AI-Based CT Image Recognition With Med-Gemini-3D in the Diagnosis of a Rare Craniofacial Condition: A Catlin Mark Skull.
Authors
Affiliations (3)
Affiliations (3)
- Department of Surgery, Garnet Health Medical Center, Middletown, NY.
- Department of Pediatric Plastic Surgery, Gayle and Tom Benson Ochsner Children's Hospital.
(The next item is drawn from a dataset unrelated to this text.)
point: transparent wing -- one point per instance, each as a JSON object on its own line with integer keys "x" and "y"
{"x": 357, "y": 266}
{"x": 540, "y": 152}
- Department of Surgery, Division of Plastic Surgery, Tulane University School of Medicine, New Orleans, LA.
Abstract
Artificial intelligence (AI) is increasingly applied in diagnostic imaging to enhance pattern recognition and support clinical decision-making. In 2024, Google introduced Med-Gemini-3D, a multimodal platform capable of interpreting 3-dimensional computed tomography scans and generating radiologist-level reports. Although not yet approved for independent clinical use, such systems may assist in identifying rare conditions that are unfamiliar to clinicians. The authors describe a 22-month-old girl who presented with persistent bilateral parietal skull defects and global developmental delay. Computed tomography demonstrated symmetric ossification defects adjacent to the sagittal suture that were not initially recognized by the treating physician. The patient's mother used a smartphone application powered by Med-Gemini-3D to analyze a 3D-CT reconstruction image, which suggested a diagnosis of "Catlin mark skull," a historical term for Enlarged Parietal Foramina (EPF). This prompted genetic evaluation and identification of a CDC42BPB variant associated with Chilton-Okur-Chung neurodevelopmental syndrome-a finding not previously reported in association with EPF. Establishing the diagnosis facilitated earlier therapeutic interventions and informed long-term management. This case underscores the potential role of AI-assisted tools in recognizing rare craniofacial anomalies. While such technologies cannot replace clinical expertise and remain limited by variable accuracy, they may help expand differential diagnoses, expedite referrals, and improve outcomes through earlier intervention. Continued research is needed to validate their reliability and to define their optimal integration into clinical practice.